Ключевский черпал в историографии дополнительные средства для решения спорных
проблем. Так, например, рассмотрение «варяжского вопроса» позволило ему подвести
важный для своего времени историографический итог, хотя сам спор между норманнистами
и антинорманнистами он считал «ученой патологией», не имеющей никакого отношения к
науке.
Концепция Соловьева оказала важное влияние на общие взгляды Ключевского о
русской истории. Она стала «точкой отправления и опоры для дальнейшего изучения
русского прошедшего». Но, как отмечали уже младшие современники, в схему Соловьева
Ключевский вложил «столько нового понимания и содержания, что в его интерпретации
знакомые построения и факты приобретали совершенно новый смысл и как бы
перерождались». С этими словами А.Е. Преснякова можно согласиться.

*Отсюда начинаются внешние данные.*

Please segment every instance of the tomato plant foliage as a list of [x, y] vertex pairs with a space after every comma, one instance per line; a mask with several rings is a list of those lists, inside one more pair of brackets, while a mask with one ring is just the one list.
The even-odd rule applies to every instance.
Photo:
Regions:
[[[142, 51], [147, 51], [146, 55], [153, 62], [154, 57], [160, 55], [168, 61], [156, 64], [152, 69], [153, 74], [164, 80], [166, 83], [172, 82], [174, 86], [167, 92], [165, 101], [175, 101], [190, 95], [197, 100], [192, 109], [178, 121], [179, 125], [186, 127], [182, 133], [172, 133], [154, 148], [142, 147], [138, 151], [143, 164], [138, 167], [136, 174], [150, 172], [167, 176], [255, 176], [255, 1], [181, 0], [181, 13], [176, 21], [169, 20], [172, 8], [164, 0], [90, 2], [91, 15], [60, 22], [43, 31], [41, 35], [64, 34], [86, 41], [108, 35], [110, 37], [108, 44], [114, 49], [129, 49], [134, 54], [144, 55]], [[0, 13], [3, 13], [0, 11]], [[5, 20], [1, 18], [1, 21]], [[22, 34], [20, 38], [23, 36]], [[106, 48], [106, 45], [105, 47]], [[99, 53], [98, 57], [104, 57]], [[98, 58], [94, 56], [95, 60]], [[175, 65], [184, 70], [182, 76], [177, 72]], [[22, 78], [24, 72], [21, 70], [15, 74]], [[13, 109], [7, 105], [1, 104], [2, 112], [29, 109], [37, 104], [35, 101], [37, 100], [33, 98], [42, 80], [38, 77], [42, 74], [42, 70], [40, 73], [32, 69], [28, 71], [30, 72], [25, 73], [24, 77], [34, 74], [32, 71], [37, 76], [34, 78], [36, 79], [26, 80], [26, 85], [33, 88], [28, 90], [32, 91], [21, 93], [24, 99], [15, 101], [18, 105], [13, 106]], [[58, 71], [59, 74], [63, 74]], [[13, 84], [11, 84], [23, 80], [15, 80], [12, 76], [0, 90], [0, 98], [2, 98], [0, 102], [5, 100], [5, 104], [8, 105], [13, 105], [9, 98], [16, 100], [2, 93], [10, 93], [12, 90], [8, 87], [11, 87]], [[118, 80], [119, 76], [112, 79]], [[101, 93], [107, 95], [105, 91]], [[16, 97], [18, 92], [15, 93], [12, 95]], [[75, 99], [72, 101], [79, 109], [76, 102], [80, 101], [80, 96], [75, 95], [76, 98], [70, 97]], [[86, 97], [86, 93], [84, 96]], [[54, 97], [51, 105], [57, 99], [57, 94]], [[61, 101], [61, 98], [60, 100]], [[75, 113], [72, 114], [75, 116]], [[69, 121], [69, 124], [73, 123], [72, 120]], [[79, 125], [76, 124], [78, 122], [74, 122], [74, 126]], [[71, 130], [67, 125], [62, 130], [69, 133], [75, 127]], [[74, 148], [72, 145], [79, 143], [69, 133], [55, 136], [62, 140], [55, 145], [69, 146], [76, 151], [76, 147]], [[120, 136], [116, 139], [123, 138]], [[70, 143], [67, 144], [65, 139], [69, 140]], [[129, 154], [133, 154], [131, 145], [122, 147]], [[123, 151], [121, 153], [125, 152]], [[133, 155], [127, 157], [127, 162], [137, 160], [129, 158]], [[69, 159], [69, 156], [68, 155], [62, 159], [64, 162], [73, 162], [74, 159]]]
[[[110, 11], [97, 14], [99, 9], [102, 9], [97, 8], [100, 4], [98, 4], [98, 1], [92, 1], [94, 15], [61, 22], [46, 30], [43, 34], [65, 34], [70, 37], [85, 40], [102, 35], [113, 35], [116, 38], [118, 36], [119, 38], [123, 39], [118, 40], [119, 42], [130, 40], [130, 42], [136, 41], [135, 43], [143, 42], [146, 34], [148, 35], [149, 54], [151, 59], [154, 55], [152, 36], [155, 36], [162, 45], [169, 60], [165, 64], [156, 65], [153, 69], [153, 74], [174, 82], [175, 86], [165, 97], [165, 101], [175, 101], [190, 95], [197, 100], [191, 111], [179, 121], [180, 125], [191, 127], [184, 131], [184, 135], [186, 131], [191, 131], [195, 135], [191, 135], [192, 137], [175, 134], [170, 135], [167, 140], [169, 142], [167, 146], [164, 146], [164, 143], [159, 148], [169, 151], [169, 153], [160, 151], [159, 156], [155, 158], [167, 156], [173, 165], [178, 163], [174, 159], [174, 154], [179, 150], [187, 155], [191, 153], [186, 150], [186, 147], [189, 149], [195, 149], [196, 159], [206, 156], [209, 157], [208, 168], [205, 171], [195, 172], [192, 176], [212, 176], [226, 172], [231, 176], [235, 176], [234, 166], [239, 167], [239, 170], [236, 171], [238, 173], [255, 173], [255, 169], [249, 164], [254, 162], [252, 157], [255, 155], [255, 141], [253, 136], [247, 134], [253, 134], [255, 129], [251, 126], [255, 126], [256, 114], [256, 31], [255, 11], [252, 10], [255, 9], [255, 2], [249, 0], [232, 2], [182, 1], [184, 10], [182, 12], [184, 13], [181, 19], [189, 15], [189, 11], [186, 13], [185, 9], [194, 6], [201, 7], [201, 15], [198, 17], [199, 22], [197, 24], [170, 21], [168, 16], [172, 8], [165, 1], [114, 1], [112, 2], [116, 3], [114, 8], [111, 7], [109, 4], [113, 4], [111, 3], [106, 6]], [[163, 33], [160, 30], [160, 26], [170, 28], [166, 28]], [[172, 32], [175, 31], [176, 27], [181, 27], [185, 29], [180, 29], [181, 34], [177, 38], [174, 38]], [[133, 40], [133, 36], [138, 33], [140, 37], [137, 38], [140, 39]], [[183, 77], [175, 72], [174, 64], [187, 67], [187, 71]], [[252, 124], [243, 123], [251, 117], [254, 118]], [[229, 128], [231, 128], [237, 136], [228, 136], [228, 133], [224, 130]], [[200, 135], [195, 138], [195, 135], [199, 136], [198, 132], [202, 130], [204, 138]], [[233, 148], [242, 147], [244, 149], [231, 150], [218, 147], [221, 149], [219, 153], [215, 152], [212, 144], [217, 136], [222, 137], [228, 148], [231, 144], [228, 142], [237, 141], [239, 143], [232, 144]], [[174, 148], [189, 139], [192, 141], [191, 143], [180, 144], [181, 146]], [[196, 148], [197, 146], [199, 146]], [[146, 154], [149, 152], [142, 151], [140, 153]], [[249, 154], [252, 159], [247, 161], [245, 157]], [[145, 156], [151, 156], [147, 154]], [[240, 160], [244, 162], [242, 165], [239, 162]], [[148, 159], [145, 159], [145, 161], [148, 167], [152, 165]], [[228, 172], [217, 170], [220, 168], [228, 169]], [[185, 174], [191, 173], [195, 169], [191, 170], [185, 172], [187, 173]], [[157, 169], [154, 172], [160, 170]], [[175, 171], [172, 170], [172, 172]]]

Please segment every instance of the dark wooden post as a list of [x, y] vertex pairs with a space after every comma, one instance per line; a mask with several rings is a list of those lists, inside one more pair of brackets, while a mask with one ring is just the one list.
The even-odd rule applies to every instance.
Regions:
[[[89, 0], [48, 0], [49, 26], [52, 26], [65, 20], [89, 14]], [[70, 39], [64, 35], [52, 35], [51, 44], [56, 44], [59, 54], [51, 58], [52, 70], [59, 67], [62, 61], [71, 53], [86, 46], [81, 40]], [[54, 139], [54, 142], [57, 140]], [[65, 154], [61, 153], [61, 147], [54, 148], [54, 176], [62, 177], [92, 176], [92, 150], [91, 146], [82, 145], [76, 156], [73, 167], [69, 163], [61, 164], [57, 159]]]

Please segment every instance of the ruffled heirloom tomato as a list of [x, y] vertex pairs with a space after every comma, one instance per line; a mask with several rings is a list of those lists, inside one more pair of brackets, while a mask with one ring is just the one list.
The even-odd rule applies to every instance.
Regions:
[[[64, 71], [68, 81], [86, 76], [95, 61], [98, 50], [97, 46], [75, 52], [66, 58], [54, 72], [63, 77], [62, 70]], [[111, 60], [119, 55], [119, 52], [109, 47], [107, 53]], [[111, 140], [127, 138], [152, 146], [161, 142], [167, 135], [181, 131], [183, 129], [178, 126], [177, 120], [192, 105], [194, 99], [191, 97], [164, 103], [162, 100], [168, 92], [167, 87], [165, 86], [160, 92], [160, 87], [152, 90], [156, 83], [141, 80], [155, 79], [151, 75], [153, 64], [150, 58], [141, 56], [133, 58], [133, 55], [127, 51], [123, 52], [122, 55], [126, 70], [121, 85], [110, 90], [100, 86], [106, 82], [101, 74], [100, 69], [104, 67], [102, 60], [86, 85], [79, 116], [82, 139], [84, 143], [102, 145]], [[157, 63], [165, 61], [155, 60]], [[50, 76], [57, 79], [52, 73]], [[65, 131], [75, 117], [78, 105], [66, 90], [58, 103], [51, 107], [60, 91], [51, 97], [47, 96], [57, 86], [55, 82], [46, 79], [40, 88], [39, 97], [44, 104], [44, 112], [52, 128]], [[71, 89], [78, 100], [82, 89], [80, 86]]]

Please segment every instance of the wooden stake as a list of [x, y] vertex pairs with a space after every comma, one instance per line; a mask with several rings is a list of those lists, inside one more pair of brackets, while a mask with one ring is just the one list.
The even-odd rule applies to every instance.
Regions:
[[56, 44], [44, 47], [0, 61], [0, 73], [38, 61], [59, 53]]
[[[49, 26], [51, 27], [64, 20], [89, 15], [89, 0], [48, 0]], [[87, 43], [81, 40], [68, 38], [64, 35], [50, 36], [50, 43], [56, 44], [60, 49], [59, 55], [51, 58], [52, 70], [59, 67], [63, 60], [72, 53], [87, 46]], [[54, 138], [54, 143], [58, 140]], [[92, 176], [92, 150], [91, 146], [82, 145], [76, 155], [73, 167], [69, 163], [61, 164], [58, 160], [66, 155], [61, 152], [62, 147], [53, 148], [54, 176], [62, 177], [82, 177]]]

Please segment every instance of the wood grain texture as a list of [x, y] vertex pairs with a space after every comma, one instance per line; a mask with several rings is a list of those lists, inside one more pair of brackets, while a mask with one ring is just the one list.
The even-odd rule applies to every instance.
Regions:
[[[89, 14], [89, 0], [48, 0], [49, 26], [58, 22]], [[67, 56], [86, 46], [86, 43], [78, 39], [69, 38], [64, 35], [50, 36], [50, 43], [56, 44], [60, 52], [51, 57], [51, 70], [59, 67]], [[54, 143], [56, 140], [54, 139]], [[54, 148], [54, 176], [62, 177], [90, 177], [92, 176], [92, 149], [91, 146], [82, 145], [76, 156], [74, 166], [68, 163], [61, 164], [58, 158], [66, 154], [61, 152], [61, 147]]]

Ключевский прошел в науке свой путь. Он пересмотрел историко-философскую
схему Соловьева, не высказывая прямых замечаний в адрес учителя. Только в статьях,
посвященных анализу творческого пути Соловьева (1876 и 1880 гг.), Ключевский осторожно
намекнул на односторонность методики источниковедческого анализа.

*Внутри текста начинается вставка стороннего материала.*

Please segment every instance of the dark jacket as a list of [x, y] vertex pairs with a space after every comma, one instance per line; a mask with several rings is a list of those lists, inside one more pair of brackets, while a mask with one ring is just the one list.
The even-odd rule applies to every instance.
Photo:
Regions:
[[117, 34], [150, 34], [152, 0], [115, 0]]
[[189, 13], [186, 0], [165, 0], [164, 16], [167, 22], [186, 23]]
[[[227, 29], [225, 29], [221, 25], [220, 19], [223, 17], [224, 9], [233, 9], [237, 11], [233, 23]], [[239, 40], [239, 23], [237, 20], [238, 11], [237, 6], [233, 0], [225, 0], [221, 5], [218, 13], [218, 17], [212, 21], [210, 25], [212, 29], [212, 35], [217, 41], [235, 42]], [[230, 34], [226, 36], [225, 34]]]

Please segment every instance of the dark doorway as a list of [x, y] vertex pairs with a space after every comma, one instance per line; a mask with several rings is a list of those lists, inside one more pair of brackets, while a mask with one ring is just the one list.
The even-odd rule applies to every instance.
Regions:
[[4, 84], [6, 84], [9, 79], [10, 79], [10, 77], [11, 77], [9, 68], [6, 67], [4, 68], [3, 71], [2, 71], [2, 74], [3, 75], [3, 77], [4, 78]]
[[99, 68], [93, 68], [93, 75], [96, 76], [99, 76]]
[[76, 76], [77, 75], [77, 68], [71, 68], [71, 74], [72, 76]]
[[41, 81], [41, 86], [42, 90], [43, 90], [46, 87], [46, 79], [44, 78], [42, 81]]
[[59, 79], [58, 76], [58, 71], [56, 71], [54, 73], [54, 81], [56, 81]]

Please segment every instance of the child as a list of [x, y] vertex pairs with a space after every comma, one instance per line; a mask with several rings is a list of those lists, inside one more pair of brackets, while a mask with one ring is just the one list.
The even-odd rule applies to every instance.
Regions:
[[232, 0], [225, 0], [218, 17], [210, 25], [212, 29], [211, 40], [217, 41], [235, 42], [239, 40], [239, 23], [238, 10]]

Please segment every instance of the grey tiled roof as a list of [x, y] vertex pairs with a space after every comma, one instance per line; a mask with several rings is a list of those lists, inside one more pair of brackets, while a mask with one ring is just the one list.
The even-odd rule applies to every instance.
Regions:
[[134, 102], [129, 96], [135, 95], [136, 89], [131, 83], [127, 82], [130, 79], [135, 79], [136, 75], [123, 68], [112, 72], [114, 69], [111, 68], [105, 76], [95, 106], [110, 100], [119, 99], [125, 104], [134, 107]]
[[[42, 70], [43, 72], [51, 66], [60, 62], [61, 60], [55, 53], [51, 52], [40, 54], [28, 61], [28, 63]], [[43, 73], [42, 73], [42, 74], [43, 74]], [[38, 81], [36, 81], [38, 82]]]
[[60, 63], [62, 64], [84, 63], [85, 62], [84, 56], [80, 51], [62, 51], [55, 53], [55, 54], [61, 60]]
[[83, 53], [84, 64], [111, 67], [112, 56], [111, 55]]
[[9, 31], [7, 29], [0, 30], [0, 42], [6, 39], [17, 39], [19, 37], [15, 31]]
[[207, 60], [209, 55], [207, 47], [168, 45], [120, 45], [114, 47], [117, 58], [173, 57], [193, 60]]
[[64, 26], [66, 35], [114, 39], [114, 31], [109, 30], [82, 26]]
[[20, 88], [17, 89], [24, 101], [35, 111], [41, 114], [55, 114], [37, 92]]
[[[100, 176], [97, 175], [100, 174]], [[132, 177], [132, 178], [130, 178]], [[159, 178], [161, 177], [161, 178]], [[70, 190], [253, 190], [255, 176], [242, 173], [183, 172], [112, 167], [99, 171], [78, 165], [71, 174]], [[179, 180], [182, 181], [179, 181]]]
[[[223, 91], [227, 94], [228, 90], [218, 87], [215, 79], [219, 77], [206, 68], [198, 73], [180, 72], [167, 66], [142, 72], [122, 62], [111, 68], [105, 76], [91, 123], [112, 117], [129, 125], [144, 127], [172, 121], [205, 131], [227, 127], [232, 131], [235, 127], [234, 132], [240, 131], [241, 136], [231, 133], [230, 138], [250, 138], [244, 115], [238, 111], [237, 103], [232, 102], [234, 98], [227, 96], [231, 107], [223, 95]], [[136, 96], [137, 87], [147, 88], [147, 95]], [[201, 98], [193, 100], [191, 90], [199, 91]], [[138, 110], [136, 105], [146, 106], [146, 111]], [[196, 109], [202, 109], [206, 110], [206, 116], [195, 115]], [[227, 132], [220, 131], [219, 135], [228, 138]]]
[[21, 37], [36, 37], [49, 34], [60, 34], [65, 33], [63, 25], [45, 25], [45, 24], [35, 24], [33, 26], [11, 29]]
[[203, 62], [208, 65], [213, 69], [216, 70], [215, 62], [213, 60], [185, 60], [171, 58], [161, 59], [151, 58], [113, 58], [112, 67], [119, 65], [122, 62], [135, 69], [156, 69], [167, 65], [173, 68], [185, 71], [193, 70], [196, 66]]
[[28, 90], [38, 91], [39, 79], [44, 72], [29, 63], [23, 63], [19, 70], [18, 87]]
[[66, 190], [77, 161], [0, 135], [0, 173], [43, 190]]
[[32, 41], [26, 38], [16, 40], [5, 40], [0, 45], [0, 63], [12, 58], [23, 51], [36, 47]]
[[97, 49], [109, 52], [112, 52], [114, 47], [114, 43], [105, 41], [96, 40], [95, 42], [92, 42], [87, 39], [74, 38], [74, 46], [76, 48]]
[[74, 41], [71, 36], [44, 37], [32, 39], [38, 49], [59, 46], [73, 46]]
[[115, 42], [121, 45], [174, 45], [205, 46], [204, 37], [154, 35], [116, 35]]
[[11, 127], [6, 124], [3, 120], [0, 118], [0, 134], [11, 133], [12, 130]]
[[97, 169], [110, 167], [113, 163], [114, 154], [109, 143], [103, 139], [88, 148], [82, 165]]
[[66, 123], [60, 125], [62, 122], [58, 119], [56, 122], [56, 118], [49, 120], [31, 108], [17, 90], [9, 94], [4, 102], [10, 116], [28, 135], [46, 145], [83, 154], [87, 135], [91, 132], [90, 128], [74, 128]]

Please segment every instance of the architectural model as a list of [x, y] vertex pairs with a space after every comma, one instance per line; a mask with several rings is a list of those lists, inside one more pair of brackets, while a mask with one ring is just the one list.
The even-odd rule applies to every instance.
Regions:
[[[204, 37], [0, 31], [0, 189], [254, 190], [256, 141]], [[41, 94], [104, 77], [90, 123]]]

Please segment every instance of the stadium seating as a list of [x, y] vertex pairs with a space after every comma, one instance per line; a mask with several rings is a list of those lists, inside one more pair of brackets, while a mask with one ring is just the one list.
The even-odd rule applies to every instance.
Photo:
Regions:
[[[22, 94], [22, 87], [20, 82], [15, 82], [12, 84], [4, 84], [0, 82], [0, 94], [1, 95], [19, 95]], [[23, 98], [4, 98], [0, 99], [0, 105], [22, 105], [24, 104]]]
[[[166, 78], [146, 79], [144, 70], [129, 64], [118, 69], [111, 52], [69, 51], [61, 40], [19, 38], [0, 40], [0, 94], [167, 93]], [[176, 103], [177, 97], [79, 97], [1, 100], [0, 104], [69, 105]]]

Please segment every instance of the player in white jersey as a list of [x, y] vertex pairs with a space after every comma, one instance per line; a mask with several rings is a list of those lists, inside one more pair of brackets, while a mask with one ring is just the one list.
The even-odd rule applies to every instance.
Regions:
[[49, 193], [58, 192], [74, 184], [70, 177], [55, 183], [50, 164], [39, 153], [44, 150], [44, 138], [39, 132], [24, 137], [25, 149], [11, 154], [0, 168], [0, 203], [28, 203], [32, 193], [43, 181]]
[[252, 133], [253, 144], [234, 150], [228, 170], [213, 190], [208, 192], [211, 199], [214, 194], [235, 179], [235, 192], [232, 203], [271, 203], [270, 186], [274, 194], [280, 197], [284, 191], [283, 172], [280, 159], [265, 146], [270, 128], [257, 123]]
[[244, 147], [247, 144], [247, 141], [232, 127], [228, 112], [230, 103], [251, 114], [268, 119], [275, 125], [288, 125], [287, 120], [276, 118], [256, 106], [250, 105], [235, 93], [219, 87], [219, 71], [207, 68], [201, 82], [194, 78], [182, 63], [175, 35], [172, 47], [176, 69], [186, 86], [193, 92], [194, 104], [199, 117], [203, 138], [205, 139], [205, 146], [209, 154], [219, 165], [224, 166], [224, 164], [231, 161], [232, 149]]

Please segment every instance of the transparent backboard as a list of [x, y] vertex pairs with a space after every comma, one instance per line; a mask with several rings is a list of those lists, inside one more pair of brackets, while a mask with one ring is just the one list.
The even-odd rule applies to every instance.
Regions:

Мысль Соловьева о колонизации, как важном факторе исторического развития, у
Ключевского получила углубленное толкование за счет рассмотрения таких ее аспектов как
экономический, этнологический и психологический. Начав историческую часть
опубликованного курса лекций разделом «Природа страны и история народа», он перешел к
определению значения почвенных и ботанических полос, а также тех влияний, которые
оказывали на историю «основные стихии pycской природы»: речная сеть, равнина, лес и
степь. Ключевский показал отношение к каждой из них русского народа, объясняя причины
устойчивости репутации (нелюбви к степи и лесу, двусмысленном отношении к реке и т. д.).

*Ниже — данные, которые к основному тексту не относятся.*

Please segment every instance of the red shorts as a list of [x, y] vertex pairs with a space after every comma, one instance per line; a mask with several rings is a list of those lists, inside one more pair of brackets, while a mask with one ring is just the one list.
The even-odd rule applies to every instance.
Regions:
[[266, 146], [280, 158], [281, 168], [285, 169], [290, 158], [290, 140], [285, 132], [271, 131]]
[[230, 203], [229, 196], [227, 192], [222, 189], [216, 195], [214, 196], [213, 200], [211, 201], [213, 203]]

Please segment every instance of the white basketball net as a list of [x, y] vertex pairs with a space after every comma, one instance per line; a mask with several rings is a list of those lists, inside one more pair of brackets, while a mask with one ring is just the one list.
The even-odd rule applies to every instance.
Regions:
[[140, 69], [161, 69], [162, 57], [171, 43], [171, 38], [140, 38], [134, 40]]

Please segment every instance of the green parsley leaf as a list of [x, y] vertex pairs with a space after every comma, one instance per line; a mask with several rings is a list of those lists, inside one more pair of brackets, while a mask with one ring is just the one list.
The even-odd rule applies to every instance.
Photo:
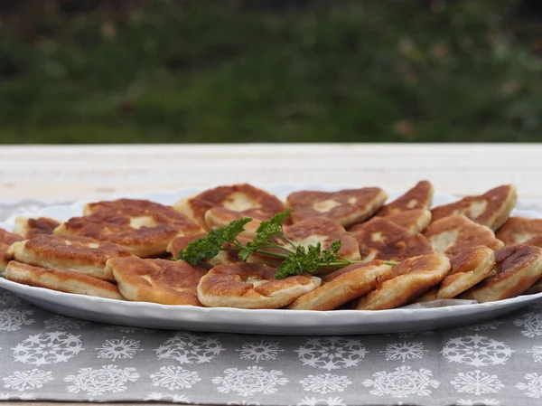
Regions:
[[226, 242], [234, 242], [238, 235], [245, 230], [245, 224], [250, 222], [252, 219], [245, 217], [209, 231], [205, 237], [194, 240], [184, 250], [181, 250], [177, 260], [196, 266], [198, 262], [216, 257], [220, 252], [222, 245]]

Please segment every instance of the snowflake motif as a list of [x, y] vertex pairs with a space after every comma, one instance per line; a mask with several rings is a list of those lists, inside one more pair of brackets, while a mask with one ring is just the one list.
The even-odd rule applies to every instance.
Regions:
[[242, 360], [253, 360], [256, 364], [259, 361], [276, 360], [278, 353], [284, 350], [279, 348], [278, 343], [271, 341], [256, 341], [252, 343], [244, 343], [241, 349], [237, 349], [241, 354], [239, 358]]
[[369, 354], [360, 341], [343, 337], [309, 338], [294, 352], [304, 365], [328, 371], [357, 366]]
[[459, 327], [460, 330], [473, 330], [473, 331], [488, 331], [488, 330], [497, 330], [499, 326], [503, 324], [502, 321], [488, 321], [485, 323], [478, 323], [472, 326], [467, 326], [465, 327]]
[[27, 317], [33, 313], [32, 310], [17, 310], [16, 308], [0, 310], [0, 331], [16, 331], [23, 326], [32, 325], [34, 320]]
[[15, 391], [27, 391], [29, 389], [42, 388], [49, 381], [54, 378], [52, 373], [41, 371], [34, 368], [31, 371], [17, 371], [5, 378], [3, 378], [6, 389], [14, 389]]
[[523, 327], [522, 335], [529, 338], [542, 335], [542, 313], [525, 313], [521, 316], [523, 318], [514, 320], [514, 324]]
[[325, 373], [323, 375], [309, 375], [299, 381], [299, 383], [303, 385], [303, 389], [305, 391], [326, 394], [343, 392], [348, 385], [351, 384], [351, 381], [347, 376]]
[[78, 318], [56, 315], [51, 318], [43, 320], [43, 324], [47, 329], [77, 330], [89, 324], [89, 322], [85, 320], [79, 320]]
[[523, 379], [527, 380], [527, 383], [519, 382], [516, 384], [516, 388], [519, 391], [524, 391], [525, 394], [529, 398], [538, 399], [542, 397], [542, 375], [537, 373], [526, 373]]
[[394, 398], [406, 398], [409, 395], [429, 396], [430, 388], [438, 388], [440, 382], [434, 379], [433, 373], [421, 368], [419, 371], [412, 370], [410, 366], [401, 365], [393, 373], [381, 371], [373, 373], [374, 380], [366, 379], [363, 386], [373, 387], [370, 394], [376, 396], [392, 396]]
[[66, 362], [84, 348], [81, 346], [79, 335], [53, 331], [29, 335], [26, 340], [19, 343], [12, 350], [14, 350], [15, 361], [43, 365]]
[[346, 406], [341, 398], [303, 398], [297, 406]]
[[459, 393], [473, 393], [477, 396], [484, 393], [497, 393], [504, 388], [497, 375], [490, 375], [479, 370], [459, 373], [450, 383]]
[[229, 401], [226, 403], [227, 405], [232, 406], [260, 406], [257, 401]]
[[386, 351], [380, 351], [380, 353], [384, 353], [386, 361], [401, 360], [404, 363], [406, 360], [422, 358], [424, 353], [428, 351], [429, 350], [424, 350], [424, 345], [422, 343], [403, 342], [386, 345]]
[[533, 354], [535, 363], [542, 363], [542, 345], [533, 345], [532, 351], [528, 351]]
[[117, 326], [117, 325], [106, 326], [104, 327], [104, 330], [118, 331], [119, 333], [124, 333], [124, 334], [155, 333], [156, 332], [156, 330], [153, 330], [152, 328], [132, 327], [132, 326]]
[[191, 333], [178, 334], [154, 350], [159, 360], [172, 358], [181, 364], [209, 363], [221, 351], [218, 338], [202, 337]]
[[33, 393], [3, 393], [0, 392], [0, 401], [36, 401]]
[[448, 362], [472, 366], [503, 365], [515, 353], [509, 346], [484, 335], [463, 335], [452, 338], [440, 354]]
[[85, 392], [89, 395], [100, 395], [107, 392], [118, 393], [126, 391], [128, 382], [136, 382], [139, 373], [136, 368], [118, 369], [117, 365], [105, 365], [100, 369], [81, 368], [77, 375], [69, 375], [65, 382], [73, 382], [68, 387], [70, 393]]
[[138, 351], [143, 351], [139, 348], [139, 343], [141, 343], [139, 340], [126, 339], [126, 337], [112, 338], [106, 340], [101, 347], [95, 348], [95, 350], [99, 350], [98, 358], [107, 358], [113, 361], [117, 361], [117, 358], [126, 360], [134, 358]]
[[197, 373], [191, 373], [180, 366], [163, 366], [160, 371], [151, 375], [153, 385], [167, 388], [170, 391], [175, 389], [190, 389], [194, 383], [201, 381]]
[[281, 371], [264, 371], [261, 366], [249, 366], [247, 369], [228, 368], [224, 370], [224, 376], [212, 379], [215, 385], [220, 385], [218, 391], [220, 393], [237, 392], [240, 396], [250, 396], [257, 392], [264, 394], [275, 393], [276, 385], [285, 385], [290, 381], [283, 378]]
[[152, 392], [146, 395], [144, 401], [163, 401], [172, 403], [190, 403], [190, 399], [186, 395], [162, 394], [159, 392]]
[[457, 406], [499, 406], [500, 402], [495, 399], [481, 399], [480, 401], [460, 399], [455, 404]]
[[0, 291], [0, 305], [15, 306], [15, 305], [20, 305], [21, 302], [22, 302], [21, 298], [19, 298], [13, 293], [8, 292], [7, 290], [4, 290], [4, 289], [2, 289], [2, 291]]
[[399, 338], [412, 338], [416, 335], [435, 335], [435, 331], [433, 330], [424, 330], [424, 331], [409, 331], [409, 332], [402, 332], [397, 334]]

Историк подвел читателя к мысли о необходимости бережного, как бы мы сейчас сказали,
экологического подхода к природе: «Природа нашей страны при видимой простоте и
однообразии отличается недостатком устойчивости: ее сравнительно легко вывести из
равновесия».
При свойственной России обширной территории, этнической пестроте и широкой
миграции в ее истории, по мнению Ключевского, неизбежно действовал фактор так
называемых «скреп», которые только и могли удержать в единстве постоянно растущий
конгломерат. В политике роль «скрепы» отводилась высокоцентрализованной власти,
абсолютизму; в военной сфере — сильной армии, способной к выполнению как внешних, так
и внутренних функций (например, подавление несогласных); в административном плане —
рано развившейся сильной бюрократии; в идеологии — господству типа авторитарного
мышления в народе, в том числе и среди интеллигенции, религии; и наконец, в экономике
стойкости крепостного права и его последствий.
Ключевский разделял мысль Соловьева о возможности сравнения человеческих
обществ с органическими телами природы, которые также рождаются, живут и умирают.
Научное движение, в которое они с учителем внесли свою лепту, он охарактеризовал
следующим образом: «Историческая мысль стала внимательно всматриваться в то, что
можно назвать механизмом человеческого общежития». Неустранимая потребность
человеческого ума, по мнению Ключевского, заключалась в научном познании хода, условий
и успехов «человеческого общежития», или жизни человечества в ее развитии и результатах.
Задачу «воспроизвести последовательный рост политической и социальной жизни России» и
проанализировать преемственность форм и явлений, поставленную Соловьевым, его ученик
исполнил уже по-своему. Он подошел к изучению истории России с позиций взаимосвязи и
взаимовлияния трех главных факторов — личности, природы и общества. Органический
подход историка к истории требовал учета контекста эпохи и действующих сил истории,
исследования многомерности исторического процесса и разнообразия существовавших и
существующих связей. Ключевский сочетал исторический и социологический подходы,
конкретный анализ с исследованием явления как феномена мировой истории.